もうすっかり日陰はなくなりました。気温の低さに加えて、冷たい風も吹いていて、その風に当たれば涼しくなれるのに、まだ風通しが悪くて常に風を感じられる状況ではないので、もう少し今のままで我慢します。
前方に見える景色がどんどん開放的になってきて、とても気分良く登れる道でした。
木道が続く登山道脇では、ニッコウキスゲのほか、アザミ、ミヤマキンバイなどが見られました。稀に見掛けたハクサンチドリは、どれも咲き終わりなのか、綺麗に咲いているものがなくて、写真を撮れなかったけれど。


牛首下の分岐点で、途中までリフトで登ってきた人たちと合流します。いよいよ草原の真っ只中に入り、風が良く通るようになって涼しくなったので、さらなる日焼け対策としてアームカバーを装着しました。
さらに登ると、大きな雪渓が目の前に。9月まで残っているということは、年中消えないのかもしれませんね。
稜線まで上がったところが牛首の分岐点です。前方を見ると、この先は頂上直下までやや急な登りが続いているようなので、それに備えて疲れが溜まってきていた足を少し休めていきました。

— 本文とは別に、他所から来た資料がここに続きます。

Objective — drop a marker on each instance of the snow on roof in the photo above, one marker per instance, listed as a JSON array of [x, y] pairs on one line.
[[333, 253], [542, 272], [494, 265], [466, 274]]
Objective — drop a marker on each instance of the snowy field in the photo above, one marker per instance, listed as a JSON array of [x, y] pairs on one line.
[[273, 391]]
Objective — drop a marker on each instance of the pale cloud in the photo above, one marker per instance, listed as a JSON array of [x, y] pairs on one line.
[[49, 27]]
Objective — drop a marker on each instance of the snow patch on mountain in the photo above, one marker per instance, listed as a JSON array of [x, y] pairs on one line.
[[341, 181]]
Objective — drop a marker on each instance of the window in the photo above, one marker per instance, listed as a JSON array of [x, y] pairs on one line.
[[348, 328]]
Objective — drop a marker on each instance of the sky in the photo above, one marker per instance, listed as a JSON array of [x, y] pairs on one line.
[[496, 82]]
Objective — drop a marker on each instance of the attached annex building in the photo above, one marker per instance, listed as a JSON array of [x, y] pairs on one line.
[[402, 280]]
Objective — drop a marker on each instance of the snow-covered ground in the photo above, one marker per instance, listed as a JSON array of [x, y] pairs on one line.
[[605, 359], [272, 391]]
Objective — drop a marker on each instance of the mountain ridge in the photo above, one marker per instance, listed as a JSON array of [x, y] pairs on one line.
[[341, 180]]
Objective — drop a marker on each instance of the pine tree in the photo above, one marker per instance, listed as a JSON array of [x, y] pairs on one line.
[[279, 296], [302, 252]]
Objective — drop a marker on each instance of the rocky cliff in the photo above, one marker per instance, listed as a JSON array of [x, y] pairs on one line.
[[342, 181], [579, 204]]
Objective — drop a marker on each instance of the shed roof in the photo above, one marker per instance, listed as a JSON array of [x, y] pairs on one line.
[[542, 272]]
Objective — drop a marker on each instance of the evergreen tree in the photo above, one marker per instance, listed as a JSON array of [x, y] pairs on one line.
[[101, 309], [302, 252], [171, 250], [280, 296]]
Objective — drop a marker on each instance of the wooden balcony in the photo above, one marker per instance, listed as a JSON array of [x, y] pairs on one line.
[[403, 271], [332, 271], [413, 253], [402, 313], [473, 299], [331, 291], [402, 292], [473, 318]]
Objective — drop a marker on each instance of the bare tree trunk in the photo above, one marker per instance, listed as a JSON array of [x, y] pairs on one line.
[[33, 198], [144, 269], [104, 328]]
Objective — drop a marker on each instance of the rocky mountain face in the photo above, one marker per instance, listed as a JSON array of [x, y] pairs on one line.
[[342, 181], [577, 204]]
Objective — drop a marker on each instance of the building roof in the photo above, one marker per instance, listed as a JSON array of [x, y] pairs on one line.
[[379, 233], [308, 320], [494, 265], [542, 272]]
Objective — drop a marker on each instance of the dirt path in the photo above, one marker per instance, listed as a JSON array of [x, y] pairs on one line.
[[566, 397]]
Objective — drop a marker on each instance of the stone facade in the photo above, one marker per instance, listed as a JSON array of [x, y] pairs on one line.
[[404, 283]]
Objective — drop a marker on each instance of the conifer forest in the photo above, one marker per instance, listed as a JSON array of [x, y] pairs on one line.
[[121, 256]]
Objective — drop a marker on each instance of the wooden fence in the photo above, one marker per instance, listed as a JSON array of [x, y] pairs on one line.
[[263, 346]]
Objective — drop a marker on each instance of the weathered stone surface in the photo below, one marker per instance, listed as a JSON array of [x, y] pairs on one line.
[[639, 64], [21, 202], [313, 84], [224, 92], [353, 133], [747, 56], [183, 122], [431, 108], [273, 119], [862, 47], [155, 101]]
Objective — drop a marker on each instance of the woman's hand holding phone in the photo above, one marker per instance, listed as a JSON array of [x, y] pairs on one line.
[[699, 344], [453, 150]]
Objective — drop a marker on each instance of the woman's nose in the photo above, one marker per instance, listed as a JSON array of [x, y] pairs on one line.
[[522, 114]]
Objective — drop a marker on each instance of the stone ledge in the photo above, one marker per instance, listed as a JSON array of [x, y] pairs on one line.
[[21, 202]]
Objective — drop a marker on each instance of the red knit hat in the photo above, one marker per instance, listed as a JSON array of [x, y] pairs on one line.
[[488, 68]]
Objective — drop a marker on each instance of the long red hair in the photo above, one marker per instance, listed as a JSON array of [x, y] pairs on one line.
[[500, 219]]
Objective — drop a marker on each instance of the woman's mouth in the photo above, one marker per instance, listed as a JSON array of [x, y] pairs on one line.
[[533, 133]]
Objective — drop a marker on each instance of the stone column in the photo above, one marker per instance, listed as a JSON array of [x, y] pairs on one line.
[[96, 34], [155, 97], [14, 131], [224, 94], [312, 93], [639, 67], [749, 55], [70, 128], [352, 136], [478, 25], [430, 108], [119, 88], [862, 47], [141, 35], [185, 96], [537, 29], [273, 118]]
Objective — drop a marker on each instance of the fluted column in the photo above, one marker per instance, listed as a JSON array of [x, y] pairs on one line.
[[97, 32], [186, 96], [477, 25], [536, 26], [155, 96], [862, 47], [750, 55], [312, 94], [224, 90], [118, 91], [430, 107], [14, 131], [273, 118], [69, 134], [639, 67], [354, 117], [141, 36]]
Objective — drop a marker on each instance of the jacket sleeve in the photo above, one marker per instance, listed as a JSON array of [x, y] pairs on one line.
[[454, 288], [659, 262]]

牛首を過ぎると、頂上までの標高差は約300m。まだ頂上は見えず、見えているのはその肩あたりでしょうか。
せっかく景色の良い稜線上に出たのに、西側に連なる雲に邪魔されて、見えてきたはずの日本海が良く分かりません。でもこの時は、まだ見られるチャンスが当然あると思っていて、この後まさか悪くなる一方だとは‥‥。
登山道の様子はこの通り。少々急勾配な上に、時々段差の大きな箇所が現れて、ゆっくり登らないと大変です。
かなり登ったあたりで、歩いてきた道を振り返ったところです。この時も、こんな景色なんてこのあともいつでも見られると思っていたのに、下界まで見下ろせたのは、なんとこれが最後だったのです。


鍛冶稲荷神社の前まで登ると傾斜が緩んで、頂上部も目前に迫りました。
広い頂上部に入りました。これでほぼ登頂したも同然ですが、最高点はもう少しだけ登った所にあるようです。
最後にこの階段を登れば頂上で、そこには月山神社本宮が鎮座しています。
ここから月山神社本宮に入ります。
月山神社本宮内は撮影禁止でしたので、登頂の証として月山神社本宮の登拝認定証を載せておきます。参拝料と引き換えに授与するものなのだから、参拝日くらいはちゃんと記入して欲しいと思ってしまいましたけれども。


参拝を終えて戻ってくると、それまで晴れていたのが一変、ガスに巻かれてしまいました。
頂上を振り返ってもこの通り。このあとここに滞在している間は、ずっとこんな調子が続きます。
西には日本海の大海原を一望できるはずだったのですが‥‥。
もちろん東側だって何も見えません。でも、ほんの30分でも早く着いていれば、また全然状況が違ったことでしょう。登り始めた時間が私と同じでも、途中までリフトを利用した人なら、展望を楽しめたのかもしれません。
頂上の東側は小さな湿原になっていました。展望が皆無なので、近くの池塘などを見ながらの休憩となります。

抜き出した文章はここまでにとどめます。